Wednesday, March 27, 2019

Two nuclear plants are being built after a 30 year hiatus in USA

Satellite

energy.gov
I was surprised when I saw a link to the video below in a crane group in Facebook. I had no idea that more nuclear power plants were being built in the USA.
(new window) This video suffers from the modern fad of having a bunch of short closeup views. I wish it also had included an overview of the Lampson transi-lift transitioning from walking to turning by rotating the back crawler tracks 90 degrees.



Technology:
Two Westinghouse AP1000 (Advanced Passive) nuclear units
About 1,117 megawatts each
Productivity and Progress:
Significant progress continued in December at the Vogtle nuclear expansion site near Waynesboro, Georgia with the placement of nearly 1,300 cubic yards of concrete inside the Unit 4 containment vessel. The continuous placement lasted 21 hours, and involved more than 100 workers and more than 120 truckloads of concrete.
[GeorgiaPower]

Construction photos    It is significant that there are 2019 photos on that page of photos. In 2018, because of cost overruns, there was a significant possibility of aborting the project. I haven't bothered to read the articles to see if the shareholders, federal taxpayers, and/or power company customers are getting screwed. [EEnews, SeekingAlpha]
SeekingAlpha

TECHNOLOGY INNOVATION

Vogtle Units 3 and 4 are the first U.S. deployment of the AP1000 Generation III+ reactor. The AP1000 was designed as the next-generation nuclear reactor that could provide a standardized design for the U.S. utilities market. The reactor is an evolutionary improvement over existing reactors, featuring advanced safety systems. For example, the AP1000 can shut down passively without external power or human intervention. The AP1000 is built with modules manufactured off-site and then assembled onsite. This has the potential to improve quality and eases construction when compared to the last generation of nuclear reactors built in the U.S. In addition, the AP1000 has a smaller footprint and simpler design, and uses less piping, valves, and pumps than older designs.
[energy.gov]
The two new units will support 800 jobs. At first that sounds good. But I asked myself a long time ago: why does it take so many people to run a nuclear plant? Not only is there the obvious issue of labor costs, more people increases the opportunity for human error. ComEd plants would talk about 400 employees for a plant that has two units. So technology improvements have evidently not improved operational costs. Plus we still can't bury our nuclear waste in a mountain in Nevada.

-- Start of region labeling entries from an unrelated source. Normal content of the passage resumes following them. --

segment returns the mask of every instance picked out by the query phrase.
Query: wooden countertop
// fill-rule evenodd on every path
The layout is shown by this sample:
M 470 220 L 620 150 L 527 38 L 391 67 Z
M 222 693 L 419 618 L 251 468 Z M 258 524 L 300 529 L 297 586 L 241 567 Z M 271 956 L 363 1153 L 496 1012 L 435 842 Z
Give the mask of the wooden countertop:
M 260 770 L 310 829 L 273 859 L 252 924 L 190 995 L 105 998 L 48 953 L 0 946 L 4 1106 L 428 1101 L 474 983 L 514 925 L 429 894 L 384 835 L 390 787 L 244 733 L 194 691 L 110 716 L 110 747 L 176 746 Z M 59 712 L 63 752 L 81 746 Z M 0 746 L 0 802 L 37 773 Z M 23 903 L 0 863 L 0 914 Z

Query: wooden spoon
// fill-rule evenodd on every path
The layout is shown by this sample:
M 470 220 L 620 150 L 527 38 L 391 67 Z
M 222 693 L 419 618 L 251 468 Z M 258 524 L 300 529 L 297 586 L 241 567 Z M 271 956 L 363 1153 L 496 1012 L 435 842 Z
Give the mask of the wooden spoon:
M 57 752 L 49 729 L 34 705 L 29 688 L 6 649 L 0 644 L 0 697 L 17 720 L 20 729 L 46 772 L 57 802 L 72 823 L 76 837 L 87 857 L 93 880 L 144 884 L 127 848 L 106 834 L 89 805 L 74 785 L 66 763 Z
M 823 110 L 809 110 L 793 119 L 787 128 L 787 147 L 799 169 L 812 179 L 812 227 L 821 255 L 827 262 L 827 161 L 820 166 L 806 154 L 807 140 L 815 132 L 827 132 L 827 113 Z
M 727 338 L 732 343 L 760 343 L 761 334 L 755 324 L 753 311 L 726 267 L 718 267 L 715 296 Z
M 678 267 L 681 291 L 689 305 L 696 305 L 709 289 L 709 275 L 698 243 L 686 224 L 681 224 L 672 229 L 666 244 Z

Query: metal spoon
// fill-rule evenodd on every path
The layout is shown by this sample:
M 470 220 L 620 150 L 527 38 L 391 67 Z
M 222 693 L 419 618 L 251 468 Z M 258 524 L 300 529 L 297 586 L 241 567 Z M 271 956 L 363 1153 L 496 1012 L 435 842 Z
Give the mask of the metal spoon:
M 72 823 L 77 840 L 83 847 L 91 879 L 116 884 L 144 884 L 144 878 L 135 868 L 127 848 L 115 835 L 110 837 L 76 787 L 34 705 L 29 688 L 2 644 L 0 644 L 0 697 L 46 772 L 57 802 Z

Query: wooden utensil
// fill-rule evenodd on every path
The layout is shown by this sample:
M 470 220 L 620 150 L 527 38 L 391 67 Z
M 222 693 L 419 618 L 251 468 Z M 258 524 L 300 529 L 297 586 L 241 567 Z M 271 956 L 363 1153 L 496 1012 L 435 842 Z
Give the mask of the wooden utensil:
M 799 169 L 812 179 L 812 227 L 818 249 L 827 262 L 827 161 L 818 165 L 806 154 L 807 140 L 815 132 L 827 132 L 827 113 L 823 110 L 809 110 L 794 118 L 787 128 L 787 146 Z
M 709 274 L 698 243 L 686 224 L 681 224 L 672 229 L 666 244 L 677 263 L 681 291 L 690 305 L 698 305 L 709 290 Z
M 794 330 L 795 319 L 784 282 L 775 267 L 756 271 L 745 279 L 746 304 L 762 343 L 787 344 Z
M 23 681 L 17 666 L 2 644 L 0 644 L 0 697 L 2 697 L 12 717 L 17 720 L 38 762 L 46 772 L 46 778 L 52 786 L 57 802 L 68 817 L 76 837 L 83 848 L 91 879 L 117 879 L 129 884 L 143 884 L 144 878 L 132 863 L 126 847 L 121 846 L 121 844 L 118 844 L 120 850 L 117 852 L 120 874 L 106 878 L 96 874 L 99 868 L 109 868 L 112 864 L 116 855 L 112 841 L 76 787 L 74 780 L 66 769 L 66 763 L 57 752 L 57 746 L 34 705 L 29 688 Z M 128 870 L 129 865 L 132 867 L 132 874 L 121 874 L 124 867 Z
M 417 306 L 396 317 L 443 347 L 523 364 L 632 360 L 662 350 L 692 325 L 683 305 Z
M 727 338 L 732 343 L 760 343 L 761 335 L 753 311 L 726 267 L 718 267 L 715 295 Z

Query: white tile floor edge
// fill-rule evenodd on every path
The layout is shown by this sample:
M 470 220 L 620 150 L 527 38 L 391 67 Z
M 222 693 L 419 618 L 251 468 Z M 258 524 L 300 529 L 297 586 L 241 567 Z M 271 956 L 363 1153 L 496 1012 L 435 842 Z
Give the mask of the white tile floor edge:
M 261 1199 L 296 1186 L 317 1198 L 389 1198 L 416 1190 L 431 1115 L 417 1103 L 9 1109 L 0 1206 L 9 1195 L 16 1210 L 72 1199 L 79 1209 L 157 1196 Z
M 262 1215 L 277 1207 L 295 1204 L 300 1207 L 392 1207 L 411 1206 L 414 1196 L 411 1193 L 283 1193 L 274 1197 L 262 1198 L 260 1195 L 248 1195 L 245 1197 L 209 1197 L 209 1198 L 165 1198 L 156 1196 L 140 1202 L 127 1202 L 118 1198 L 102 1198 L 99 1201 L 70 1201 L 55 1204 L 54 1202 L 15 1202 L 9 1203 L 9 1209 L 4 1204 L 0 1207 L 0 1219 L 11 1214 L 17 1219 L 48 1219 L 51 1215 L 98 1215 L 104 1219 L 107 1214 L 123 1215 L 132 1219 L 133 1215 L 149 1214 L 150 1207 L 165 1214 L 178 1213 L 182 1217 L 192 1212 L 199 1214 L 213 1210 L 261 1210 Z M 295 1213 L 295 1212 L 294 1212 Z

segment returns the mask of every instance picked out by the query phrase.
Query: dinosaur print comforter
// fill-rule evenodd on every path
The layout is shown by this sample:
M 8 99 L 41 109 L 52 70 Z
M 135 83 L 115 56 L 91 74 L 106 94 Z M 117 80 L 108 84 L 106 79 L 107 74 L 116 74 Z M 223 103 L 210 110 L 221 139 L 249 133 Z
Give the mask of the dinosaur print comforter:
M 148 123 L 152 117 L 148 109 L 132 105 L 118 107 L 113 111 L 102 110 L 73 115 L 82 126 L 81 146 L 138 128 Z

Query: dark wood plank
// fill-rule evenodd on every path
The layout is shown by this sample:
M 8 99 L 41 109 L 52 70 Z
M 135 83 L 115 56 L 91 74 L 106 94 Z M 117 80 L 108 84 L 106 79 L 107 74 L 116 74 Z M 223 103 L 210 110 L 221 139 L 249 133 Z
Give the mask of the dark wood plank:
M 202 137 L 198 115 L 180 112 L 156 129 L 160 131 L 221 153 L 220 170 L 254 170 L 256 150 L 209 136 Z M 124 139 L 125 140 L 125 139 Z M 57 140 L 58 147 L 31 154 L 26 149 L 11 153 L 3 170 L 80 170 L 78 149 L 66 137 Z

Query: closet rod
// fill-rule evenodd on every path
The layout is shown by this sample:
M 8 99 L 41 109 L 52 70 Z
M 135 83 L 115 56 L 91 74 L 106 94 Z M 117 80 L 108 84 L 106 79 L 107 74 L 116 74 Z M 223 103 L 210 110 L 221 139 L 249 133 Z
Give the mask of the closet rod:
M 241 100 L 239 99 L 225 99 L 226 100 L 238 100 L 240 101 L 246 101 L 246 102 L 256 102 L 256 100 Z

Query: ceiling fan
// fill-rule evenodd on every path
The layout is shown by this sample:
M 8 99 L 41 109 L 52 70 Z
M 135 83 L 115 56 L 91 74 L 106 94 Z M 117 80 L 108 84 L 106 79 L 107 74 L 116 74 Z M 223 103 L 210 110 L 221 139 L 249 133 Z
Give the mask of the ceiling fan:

The AP1000 design is a refinement of the two-loop pressurized water reactor design developed for nuclear submarines in the 1950s. It is not a new design such as a fast breeder reactor that creates fuel instead of nuclear waste (and potentially bombs).  I wish we had spent federal money making nuclear power economic and safe rather than continue to put people in space. (I do agree with putting scientific missions into space, just not people.) A related issue is that I remember in the 1980s that fusion was going to be working by the year 2000.